The bus took us through Naples where we got our first glimpse of Mt. Vesuvius, the Bay of Naples, the cliffs of Sorrento, and the Amalfi Coast. Everything was breathtaking.
Driving by Naples

Our tour guide, Jane

on the bus

By mid-day we stopped for a guided tour of Pompeii. Now, you can't travel with us without learning a thing or two, and I had prepared my group for Pompeii. They knew things like:  1/ before Vesuvius erupted in 79 AD, local people didn't even know it was a volcano because it had not erupted for 300 years  2/ the day before Vesuvius erupted on 24 August 79 AD, the citizens celebrated a huge feast to Vulcan, the God of the Forge (#ironic)  3/ I also provided them with this graphic so they could get an idea of the scope of Vesuvius' plume when it erupted ...

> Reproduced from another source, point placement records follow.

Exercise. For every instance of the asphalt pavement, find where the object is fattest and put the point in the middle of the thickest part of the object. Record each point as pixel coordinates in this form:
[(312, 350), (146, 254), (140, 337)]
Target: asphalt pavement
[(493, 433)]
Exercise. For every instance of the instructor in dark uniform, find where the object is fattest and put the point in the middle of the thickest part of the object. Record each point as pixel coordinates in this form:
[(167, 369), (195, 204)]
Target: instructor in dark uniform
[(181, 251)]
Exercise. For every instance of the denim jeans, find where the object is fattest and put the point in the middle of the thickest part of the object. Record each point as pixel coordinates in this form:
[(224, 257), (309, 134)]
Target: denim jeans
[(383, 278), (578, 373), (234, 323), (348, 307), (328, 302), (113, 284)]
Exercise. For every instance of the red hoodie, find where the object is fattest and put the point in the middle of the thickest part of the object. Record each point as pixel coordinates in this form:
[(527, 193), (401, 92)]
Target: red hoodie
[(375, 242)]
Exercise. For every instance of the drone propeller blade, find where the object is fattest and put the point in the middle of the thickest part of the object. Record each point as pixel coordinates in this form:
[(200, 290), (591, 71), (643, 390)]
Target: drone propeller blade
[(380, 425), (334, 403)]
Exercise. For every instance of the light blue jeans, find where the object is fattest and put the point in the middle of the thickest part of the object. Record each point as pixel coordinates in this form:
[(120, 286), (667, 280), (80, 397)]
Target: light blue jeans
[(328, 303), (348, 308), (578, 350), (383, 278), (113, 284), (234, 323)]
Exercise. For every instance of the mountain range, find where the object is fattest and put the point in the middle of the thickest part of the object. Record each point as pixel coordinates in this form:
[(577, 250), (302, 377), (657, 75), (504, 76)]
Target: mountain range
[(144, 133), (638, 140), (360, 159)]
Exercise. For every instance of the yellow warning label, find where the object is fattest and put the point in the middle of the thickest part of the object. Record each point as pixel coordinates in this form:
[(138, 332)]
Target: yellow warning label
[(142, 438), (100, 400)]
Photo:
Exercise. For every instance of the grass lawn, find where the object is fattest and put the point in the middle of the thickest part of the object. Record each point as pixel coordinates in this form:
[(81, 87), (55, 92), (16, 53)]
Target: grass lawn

And in case you're wondering ...YES, the volcano is still considered active. The last time it erupted was in 1944. To this day, Vesuvius remains one of the world’s most dangerous volcanoes. Some 3.5 million Italians live in its shadow, and about 2 million tourists visit the ruins each year.
the ruins of Pompeii

that "mountain" in the background? Mt. Vesuvius

plaster casts

archaeological finds

After the tour we drove to Sorrento where we checked into our hotel, Grand Hotel La Pace. Once we were assigned our rooms, some took naps while others lounged by the pool, but that evening everyone convened in the upstairs lobby for a welcome cocktail. Dinner that night was at the hotel.
Grand Hotel La Pace, Sorrento

taking in the view

social time before dinner

Day 6 ... Breathtaking Views, a High Seas Adventure, Lunch with a View
Today was all about exploring the quaint towns clinging to the side of the cliffs along the Amalfi Coast. We started out with a bus ride to Positano. For most of the group, this was the formal introduction to the narrow, serpentine road along the Amalfi Coast. People were forewarned: if you are prone to carsickness, sit in the front of the bus; if it makes you queasy to look out the window and see nothing but a steep drop to the ocean, sit on the left side of the bus.
Still, 23 women collectively gasped at the first treacherous, cliff-hanging curve. The Amalfi Coast has 1200 curves ... you do the math. Jane, our tour guide, told us not to worry. "Do what Roberto does and close your eyes," she announced.
FYI, Roberto was our bus driver.
driving along the amalfi coast

afraid of heights? don't sit on the right side of the bus

stopping for photos on a scenic overlook

We arrived in Positano just when a ferocious thunderstorm hit. Undaunted, we donned ponchos and clutched umbrellas and wandered the streets and alleyways. Some explored, some shopped, and some took shelter from the storm in a beautiful café and ordered a cappuccino while watching the storm. (One guess as to what I did.)

ceramic heaven

modeling the latest fashions in poncho-wear

an outdoor café in the rain

cappuccino time

Afterwards, we met at the marina where we boarded a boat in choppy seas for a tour and seaside view of the coastline. Despite the High Seas Adventure, everything was gorgeous. We arrived to the town of Amalfi where we explored, set out a search party for Laura B., and then boarded the bus for Ravello where, amazingly, the weather was now all blue skies and golden sun. In Ravello we had a gorgeous lunch in a restaurant overlooking the sea. We all loved Ravello.
our high seas adventure


ravello, one of our favorite towns

lunch at ristorante garden


best lunch ever

lunch with a view

walking around


We returned to our hotel by late afternoon, changed, and spent the evening exploring Sorrento which is the most perfect town for exploring. It's also great for shopping -- leather handbags, wallets, belts, ceramics, jewelry, table linens, and for SOMEONE ... a HUGE rolling suitcase.
It truly was a marvelous, adventurous day. Best of all, despite a bus ride on the winding Amalfi Coast and a motor launch on choppy seas ... no one got car sick, no one was seasick.
hanging out in ravello

Quote of the day: "It's like driving a bus on a sidewalk," said Julie M., commenting on the tiny road on the Amalfi Coast ... a seemingly one lane road that can somehow (amazingly and miraculously) accommodate two buses coming in opposite directions. Just barely. Without an inch to spare.